Randy had his quirks. So did the sheiks, CEOs, politicians, and well-heeled royalty who often checked into Johns Hopkins. Whether they had wives or husbands or children or jobs or fame or drug habits, they all had bodies and flawed organs and hearts that could stop beating. It was chance that had brought Randy to Johns Hopkins, where he was able to get the best treatment available in the world.
For Randy, the night had been life-changing. It was also life-changing for me. I knew where I wanted to be: not watching but doing, on the side of the glass where I can help shape a patient’s fate. I would be a cardiologist. I wasn’t thinking about where I’d train or how long or under whom. I knew I was choosing a demanding path. But I knew I wanted to be a heart doctor.
***
Every year in the U.S., approximately 800,000 people die of cardiovascular-related disease. 720,000 have a heart attack; 620,000 for the first time and 295,000 recurrent. All told, an astonishing one-quarter of all Americans—over 80,000,000 people—live with or die from some form of cardiovascular disease.
—American Heart Association, December 2013
Then there are the heart doctors.

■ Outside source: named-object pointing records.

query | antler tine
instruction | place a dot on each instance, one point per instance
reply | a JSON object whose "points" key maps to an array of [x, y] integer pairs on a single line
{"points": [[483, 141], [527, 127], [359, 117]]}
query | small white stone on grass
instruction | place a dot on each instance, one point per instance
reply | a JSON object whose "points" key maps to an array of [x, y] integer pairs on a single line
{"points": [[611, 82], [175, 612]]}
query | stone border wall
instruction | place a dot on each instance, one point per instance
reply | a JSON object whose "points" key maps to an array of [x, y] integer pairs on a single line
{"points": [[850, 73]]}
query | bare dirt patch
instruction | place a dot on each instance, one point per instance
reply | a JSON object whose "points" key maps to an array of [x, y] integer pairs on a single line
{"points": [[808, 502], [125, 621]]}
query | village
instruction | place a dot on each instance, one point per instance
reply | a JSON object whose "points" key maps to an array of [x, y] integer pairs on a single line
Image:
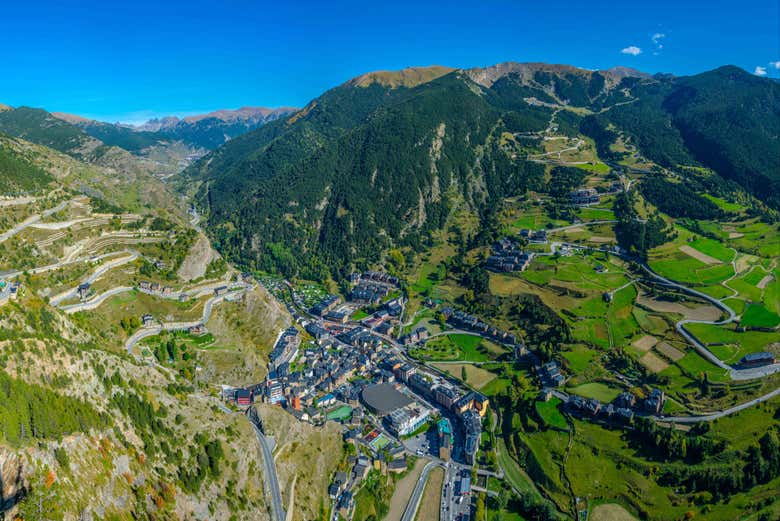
{"points": [[332, 367]]}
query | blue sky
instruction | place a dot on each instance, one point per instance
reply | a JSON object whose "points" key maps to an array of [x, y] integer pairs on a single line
{"points": [[135, 59]]}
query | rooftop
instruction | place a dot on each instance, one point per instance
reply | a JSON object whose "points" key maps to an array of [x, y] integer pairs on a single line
{"points": [[384, 398]]}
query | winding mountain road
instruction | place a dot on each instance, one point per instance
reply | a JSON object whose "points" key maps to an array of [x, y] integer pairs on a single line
{"points": [[32, 220], [146, 332], [419, 488], [272, 480]]}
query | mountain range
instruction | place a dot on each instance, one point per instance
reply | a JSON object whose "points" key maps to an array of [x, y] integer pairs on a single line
{"points": [[384, 159], [201, 132]]}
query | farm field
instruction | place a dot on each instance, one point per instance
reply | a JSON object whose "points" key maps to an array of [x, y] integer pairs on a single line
{"points": [[550, 413], [599, 391], [475, 376], [458, 346]]}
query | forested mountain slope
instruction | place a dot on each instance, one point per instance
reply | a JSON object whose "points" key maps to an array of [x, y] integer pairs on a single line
{"points": [[375, 163]]}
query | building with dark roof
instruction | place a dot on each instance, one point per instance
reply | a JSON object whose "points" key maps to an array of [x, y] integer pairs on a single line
{"points": [[384, 398], [758, 359]]}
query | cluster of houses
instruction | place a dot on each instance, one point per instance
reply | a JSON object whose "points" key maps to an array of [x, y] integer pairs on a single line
{"points": [[624, 407], [507, 257], [469, 407], [462, 320], [369, 293], [584, 197], [285, 349], [344, 483], [415, 336], [320, 368], [374, 276], [8, 291], [550, 375], [155, 288], [371, 287], [534, 236], [325, 305]]}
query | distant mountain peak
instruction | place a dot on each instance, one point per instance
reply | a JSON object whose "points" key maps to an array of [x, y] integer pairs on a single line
{"points": [[409, 77], [487, 76], [71, 118], [249, 115], [239, 114], [627, 72]]}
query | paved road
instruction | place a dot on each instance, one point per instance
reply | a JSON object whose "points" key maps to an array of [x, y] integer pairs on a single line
{"points": [[735, 373], [54, 301], [95, 301], [271, 478], [720, 414], [579, 225], [146, 332], [31, 220], [419, 487]]}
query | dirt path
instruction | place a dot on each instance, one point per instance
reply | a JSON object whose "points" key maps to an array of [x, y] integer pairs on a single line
{"points": [[696, 254], [703, 312], [610, 512], [430, 504], [197, 260], [763, 282], [291, 502], [403, 490]]}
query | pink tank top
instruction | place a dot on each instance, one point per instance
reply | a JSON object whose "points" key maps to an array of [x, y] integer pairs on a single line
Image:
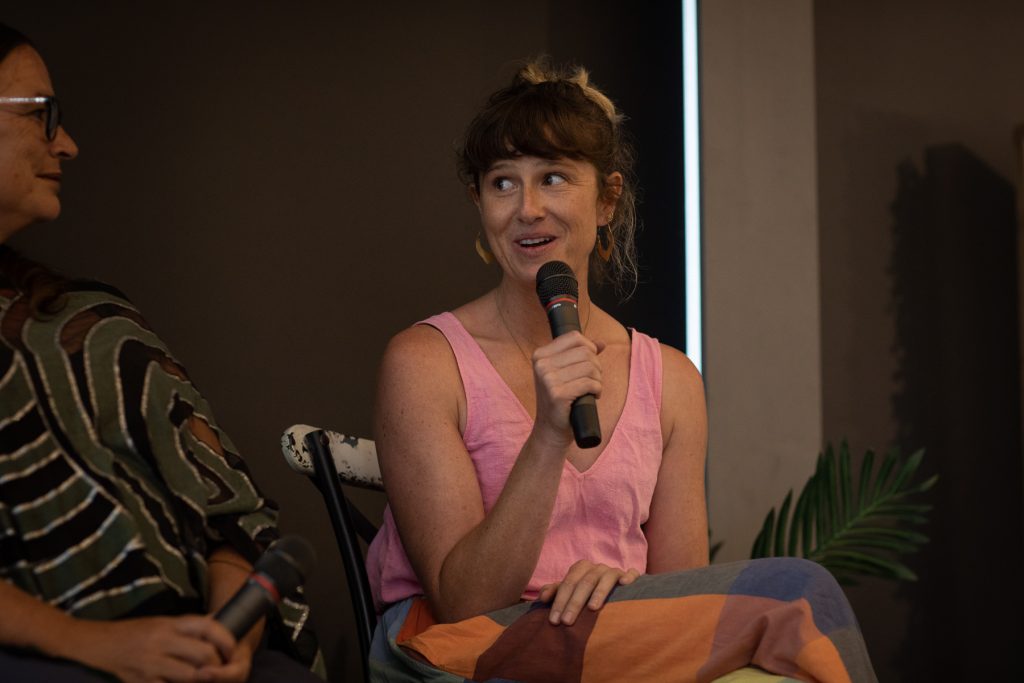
{"points": [[598, 513]]}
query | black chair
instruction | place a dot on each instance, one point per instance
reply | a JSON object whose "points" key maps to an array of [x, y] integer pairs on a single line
{"points": [[330, 459]]}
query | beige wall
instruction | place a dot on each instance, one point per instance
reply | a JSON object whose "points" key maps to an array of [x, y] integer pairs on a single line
{"points": [[763, 343]]}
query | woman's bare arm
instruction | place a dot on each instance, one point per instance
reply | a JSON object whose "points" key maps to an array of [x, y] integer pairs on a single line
{"points": [[677, 528]]}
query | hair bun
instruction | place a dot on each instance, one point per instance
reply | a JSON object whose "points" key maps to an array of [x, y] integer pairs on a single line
{"points": [[539, 72]]}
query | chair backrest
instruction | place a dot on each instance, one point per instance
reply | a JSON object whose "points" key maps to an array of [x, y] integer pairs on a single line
{"points": [[331, 459]]}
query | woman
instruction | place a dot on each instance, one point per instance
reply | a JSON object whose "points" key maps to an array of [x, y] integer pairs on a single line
{"points": [[126, 515], [492, 503]]}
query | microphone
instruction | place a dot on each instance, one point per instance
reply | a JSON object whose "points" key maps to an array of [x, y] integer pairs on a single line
{"points": [[278, 572], [559, 292]]}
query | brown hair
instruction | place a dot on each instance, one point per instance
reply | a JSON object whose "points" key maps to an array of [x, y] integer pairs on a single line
{"points": [[42, 287], [555, 113]]}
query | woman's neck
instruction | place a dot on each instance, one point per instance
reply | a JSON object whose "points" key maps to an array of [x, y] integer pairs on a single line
{"points": [[522, 316]]}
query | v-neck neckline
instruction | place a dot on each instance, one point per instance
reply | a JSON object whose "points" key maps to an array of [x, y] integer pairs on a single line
{"points": [[567, 465]]}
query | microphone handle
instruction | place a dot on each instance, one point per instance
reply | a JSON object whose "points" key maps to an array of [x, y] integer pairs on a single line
{"points": [[246, 607], [564, 317], [586, 425]]}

According to “The Match” (The National Resident Matching Program),
the official body that links doctors to training programs, a little over thirty thousand doctors apply for specialty residencies—pediatrics, radiology, neurology, general surgery, or internal medicine—each year. Only twenty-four thousand are chosen to be residents. In my year, of the sixty-five hundred residents who applied for an internal medicine subspecialty fellowship—gastroenterology, clinical oncology, hematology, cardiovascular disease—roughly forty-five hundred made the cut. In cardiology, one of the most selective subspecialties, success is often 50 percent at best. And at the most elite cardiology programs—Hopkins, Harvard, Columbia, Duke, Cleveland Clinic, Mayo Clinic, UCSF, Penn, and a few others—the odds are still tougher.
The Johns Hopkins Cardiovascular Disease Training Fellowship Program receives five hundred to seven hundred impeccably credentialed, impressive applications from all parts of the world, but only nine are “ranked to match.” Only nine will receive training from some of the most brilliant, demanding cardiac practitioners and professors in the world.

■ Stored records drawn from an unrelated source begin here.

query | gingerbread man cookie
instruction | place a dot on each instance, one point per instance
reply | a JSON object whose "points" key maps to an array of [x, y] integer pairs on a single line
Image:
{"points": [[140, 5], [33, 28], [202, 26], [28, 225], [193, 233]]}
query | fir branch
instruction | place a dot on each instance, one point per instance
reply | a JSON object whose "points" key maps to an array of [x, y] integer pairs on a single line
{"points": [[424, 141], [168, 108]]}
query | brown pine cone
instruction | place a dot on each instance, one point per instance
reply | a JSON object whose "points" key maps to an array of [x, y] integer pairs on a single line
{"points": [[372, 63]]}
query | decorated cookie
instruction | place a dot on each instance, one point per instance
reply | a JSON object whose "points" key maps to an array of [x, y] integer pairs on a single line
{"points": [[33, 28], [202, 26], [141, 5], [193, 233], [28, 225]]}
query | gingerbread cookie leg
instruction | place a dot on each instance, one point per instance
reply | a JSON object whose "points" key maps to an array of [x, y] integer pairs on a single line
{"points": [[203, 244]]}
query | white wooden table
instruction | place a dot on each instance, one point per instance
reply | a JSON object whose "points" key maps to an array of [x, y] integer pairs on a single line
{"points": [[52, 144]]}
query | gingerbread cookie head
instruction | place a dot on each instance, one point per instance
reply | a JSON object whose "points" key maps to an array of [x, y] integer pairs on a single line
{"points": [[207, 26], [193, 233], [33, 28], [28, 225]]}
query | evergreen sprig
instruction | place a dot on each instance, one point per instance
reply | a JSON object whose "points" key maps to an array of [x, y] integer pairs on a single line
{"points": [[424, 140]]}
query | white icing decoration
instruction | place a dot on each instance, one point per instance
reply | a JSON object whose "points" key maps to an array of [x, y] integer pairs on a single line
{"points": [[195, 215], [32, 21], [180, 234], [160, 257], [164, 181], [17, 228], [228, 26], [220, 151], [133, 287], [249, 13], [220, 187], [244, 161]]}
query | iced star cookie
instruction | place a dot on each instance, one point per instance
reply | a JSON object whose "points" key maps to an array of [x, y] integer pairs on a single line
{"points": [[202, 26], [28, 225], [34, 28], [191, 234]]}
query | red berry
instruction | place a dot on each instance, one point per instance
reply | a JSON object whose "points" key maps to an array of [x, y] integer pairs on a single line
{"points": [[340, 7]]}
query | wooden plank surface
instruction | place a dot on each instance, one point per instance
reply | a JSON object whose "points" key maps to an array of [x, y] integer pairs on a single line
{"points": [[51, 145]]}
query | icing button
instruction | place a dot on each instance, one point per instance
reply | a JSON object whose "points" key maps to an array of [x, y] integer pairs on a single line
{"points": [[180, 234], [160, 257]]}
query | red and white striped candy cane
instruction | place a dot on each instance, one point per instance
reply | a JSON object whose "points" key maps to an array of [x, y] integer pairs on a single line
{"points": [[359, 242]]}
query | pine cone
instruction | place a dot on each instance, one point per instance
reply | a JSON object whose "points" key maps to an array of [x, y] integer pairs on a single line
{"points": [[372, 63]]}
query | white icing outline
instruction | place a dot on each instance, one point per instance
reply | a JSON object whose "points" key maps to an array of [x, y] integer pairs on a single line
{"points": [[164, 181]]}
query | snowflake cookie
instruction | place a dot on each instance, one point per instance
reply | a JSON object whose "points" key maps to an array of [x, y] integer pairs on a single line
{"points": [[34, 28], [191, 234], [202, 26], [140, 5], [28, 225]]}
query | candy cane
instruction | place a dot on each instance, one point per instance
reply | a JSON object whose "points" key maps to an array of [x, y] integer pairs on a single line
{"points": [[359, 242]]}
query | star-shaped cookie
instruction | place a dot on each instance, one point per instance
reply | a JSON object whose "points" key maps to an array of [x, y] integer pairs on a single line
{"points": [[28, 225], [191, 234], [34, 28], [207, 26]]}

In the course of the fellowship, they will learn to practice cardiology at its highest level. They will learn to search for elusive symptoms, and cure what resists cure. They will attempt heroic treatments, some of which succeed and some of which do not. They will face terrified families and bring them near miracles. They will face hopeful families and have to deliver devastating news. The experience will be an exhilarating, wrenching, breathtaking, brutal ordeal, at once ego-making and ego-breaking, heroic and humbling, part science and part art.

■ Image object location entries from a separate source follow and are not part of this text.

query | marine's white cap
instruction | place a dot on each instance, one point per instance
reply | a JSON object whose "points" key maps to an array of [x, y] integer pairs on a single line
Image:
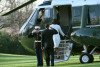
{"points": [[37, 27]]}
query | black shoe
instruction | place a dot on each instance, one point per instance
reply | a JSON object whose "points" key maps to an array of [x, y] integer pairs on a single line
{"points": [[58, 57]]}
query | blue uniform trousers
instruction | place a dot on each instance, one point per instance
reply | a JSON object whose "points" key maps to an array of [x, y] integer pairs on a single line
{"points": [[39, 57]]}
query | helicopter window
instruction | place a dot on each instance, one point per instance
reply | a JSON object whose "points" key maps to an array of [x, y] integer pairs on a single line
{"points": [[77, 12], [47, 13]]}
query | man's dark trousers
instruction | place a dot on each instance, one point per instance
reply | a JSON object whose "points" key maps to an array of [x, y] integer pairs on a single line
{"points": [[49, 51], [39, 57]]}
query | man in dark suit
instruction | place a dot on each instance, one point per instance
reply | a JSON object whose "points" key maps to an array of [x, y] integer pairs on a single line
{"points": [[37, 45], [47, 43]]}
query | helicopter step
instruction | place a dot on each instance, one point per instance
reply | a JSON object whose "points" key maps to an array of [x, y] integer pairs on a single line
{"points": [[65, 48]]}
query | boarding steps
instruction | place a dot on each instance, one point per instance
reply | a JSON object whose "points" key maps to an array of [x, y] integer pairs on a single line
{"points": [[65, 48]]}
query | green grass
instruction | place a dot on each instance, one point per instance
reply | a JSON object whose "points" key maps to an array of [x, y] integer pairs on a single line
{"points": [[11, 60]]}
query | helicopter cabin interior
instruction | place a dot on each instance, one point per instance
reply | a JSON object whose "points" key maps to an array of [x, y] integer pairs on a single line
{"points": [[63, 14]]}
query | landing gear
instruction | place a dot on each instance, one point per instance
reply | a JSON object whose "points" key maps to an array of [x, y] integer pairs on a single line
{"points": [[86, 58]]}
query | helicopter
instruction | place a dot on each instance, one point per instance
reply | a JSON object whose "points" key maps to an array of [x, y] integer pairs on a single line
{"points": [[82, 16]]}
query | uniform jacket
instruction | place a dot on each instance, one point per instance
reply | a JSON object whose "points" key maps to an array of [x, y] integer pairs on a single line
{"points": [[37, 37]]}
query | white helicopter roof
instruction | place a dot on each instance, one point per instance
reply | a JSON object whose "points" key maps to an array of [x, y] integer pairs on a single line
{"points": [[75, 2]]}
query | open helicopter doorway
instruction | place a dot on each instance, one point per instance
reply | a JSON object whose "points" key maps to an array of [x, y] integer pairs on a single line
{"points": [[64, 16]]}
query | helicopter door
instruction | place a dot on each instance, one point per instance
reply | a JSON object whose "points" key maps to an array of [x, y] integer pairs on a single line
{"points": [[64, 15], [65, 19], [29, 23]]}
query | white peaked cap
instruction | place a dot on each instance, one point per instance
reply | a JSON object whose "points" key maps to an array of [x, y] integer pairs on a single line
{"points": [[37, 27]]}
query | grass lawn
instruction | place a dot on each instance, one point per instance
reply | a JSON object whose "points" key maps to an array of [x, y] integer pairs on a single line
{"points": [[11, 60]]}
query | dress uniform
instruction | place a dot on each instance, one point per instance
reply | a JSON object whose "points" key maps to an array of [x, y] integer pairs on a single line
{"points": [[37, 35], [47, 43]]}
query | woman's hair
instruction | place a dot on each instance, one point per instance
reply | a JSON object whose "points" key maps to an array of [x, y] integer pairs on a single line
{"points": [[54, 21]]}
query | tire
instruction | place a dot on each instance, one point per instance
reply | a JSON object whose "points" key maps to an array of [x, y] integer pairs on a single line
{"points": [[92, 58], [86, 58]]}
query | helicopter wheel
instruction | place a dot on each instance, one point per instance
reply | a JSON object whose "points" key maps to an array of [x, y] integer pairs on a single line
{"points": [[86, 58]]}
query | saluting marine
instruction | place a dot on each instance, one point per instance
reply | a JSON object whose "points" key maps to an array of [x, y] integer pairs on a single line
{"points": [[37, 45]]}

Their story is my story. I am one of the nine, a cardiology Fellow at Johns Hopkins. I am living it daily, rotation after rotation, patient after patient, family after family, diagnosing and treating patients, staying up all day and then all night, learning from mentors, some geniuses, some egomaniacs, struggling to save lives, and coming to terms with losing them. This is my real-time, real-life chronicle of what it means to become a heart doctor at an elite cardiology program in one of America’s most renowned hospitals.